CUDA Warning about freeing DeviceMemory

I’m using Flux.jl for machine learning. When I run training, I got this error (seems to be generated from compiled code in Zygote)

ERROR: LoadError: CUDA error: an illegal memory access was encountered (code 700, ERROR_ILLEGAL_ADDRESS)
Stacktrace:
  [1] throw_api_error(res::CUDA.cudaError_enum)
    @ CUDA ~/nix/store/20dwbx3shyln9jqhf845yr3r88h5qxz7-trexp-cuda-load-path/CUDA/lib/cudadrv/libcuda.jl:30
  [2] check
    @ ~/nix/store/20dwbx3shyln9jqhf845yr3r88h5qxz7-trexp-cuda-load-path/CUDA/lib/cudadrv/libcuda.jl:37 [inlined]
  [3] cuMemAllocFromPoolAsync
    @ ~/nix/store/20dwbx3shyln9jqhf845yr3r88h5qxz7-trexp-cuda-load-path/GPUToolbox/src/ccalls.jl:33 [inlined]

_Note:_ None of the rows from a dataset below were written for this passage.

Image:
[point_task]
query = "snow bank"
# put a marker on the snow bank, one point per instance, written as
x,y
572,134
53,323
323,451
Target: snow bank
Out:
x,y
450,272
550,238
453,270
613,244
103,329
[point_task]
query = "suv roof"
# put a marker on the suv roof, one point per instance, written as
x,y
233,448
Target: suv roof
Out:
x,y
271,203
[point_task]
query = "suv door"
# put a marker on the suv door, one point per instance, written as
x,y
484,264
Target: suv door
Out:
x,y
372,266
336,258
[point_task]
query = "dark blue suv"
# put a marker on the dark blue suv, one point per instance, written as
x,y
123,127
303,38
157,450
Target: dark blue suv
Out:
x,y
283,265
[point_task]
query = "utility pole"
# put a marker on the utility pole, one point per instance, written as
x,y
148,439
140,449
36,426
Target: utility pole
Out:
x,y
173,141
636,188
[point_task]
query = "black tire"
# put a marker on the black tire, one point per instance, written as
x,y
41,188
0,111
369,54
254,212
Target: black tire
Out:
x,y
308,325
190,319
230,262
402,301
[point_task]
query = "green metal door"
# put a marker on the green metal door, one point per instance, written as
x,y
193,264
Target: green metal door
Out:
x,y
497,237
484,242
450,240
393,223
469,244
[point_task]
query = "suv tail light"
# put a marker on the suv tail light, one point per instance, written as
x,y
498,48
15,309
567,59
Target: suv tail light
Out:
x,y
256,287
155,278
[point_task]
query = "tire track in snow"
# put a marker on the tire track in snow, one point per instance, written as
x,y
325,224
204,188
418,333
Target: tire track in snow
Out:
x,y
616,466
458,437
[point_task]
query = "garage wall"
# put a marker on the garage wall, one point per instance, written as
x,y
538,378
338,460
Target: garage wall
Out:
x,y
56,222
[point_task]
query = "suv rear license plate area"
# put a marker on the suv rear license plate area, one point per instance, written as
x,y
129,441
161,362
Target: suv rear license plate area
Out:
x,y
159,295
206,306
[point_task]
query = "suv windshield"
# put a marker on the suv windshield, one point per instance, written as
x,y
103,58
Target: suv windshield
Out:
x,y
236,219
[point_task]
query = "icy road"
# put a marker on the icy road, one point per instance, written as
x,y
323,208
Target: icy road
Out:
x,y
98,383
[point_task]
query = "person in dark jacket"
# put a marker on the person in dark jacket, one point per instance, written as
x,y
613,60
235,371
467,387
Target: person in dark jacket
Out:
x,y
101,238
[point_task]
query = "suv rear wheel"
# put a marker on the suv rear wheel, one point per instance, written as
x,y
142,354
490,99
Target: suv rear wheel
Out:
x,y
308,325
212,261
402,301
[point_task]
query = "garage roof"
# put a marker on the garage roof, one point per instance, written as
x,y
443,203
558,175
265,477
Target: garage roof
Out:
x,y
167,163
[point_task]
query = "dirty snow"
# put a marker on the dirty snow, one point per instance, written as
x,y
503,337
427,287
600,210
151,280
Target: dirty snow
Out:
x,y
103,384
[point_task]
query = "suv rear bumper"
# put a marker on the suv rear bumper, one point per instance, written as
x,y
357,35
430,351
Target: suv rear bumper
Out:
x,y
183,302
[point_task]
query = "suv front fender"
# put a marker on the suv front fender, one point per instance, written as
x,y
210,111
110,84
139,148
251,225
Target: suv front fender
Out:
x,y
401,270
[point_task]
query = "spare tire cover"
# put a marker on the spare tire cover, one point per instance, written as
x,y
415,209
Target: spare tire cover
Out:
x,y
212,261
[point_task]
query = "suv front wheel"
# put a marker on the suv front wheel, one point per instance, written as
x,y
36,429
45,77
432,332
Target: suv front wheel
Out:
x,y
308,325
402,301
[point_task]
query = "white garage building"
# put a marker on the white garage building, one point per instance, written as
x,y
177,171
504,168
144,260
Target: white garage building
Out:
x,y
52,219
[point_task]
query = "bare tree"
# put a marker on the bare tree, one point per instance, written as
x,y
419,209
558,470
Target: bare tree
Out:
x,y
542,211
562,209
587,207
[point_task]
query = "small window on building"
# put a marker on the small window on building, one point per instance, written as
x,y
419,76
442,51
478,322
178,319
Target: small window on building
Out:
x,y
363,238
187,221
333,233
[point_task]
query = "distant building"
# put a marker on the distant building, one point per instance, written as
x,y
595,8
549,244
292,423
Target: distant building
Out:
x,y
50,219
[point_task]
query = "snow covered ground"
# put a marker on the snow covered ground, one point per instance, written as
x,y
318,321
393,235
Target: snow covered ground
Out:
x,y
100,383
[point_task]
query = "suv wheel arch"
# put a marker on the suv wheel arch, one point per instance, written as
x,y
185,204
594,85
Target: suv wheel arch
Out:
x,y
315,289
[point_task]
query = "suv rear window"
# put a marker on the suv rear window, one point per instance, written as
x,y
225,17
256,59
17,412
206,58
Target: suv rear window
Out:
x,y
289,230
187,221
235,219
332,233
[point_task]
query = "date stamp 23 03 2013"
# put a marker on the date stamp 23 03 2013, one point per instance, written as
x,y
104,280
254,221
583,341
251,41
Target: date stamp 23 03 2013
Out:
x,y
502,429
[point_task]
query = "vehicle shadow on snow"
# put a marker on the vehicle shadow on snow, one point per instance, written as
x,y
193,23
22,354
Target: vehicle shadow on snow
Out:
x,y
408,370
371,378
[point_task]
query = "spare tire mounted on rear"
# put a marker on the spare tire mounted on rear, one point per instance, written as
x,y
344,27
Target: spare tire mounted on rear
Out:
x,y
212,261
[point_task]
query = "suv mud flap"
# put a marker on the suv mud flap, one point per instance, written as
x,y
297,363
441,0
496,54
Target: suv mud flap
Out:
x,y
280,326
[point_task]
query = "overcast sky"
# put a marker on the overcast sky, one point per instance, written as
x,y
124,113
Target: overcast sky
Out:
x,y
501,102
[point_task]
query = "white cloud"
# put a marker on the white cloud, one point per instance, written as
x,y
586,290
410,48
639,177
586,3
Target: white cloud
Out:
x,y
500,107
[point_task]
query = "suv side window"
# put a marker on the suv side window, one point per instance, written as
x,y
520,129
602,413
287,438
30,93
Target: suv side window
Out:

  [4] alloc(::Type{CUDA.DeviceMemory}, bytesize::Int64; async::Bool, stream::CUDA.CuStream, pool::CUDA.CuMemoryPool)
    @ CUDA ~/nix/store/20dwbx3shyln9jqhf845yr3r88h5qxz7-trexp-cuda-load-path/CUDA/lib/cudadrv/memory.jl:71
  [5] alloc
    @ ~/nix/store/20dwbx3shyln9jqhf845yr3r88h5qxz7-trexp-cuda-load-path/CUDA/lib/cudadrv/memory.jl:61 [inlined]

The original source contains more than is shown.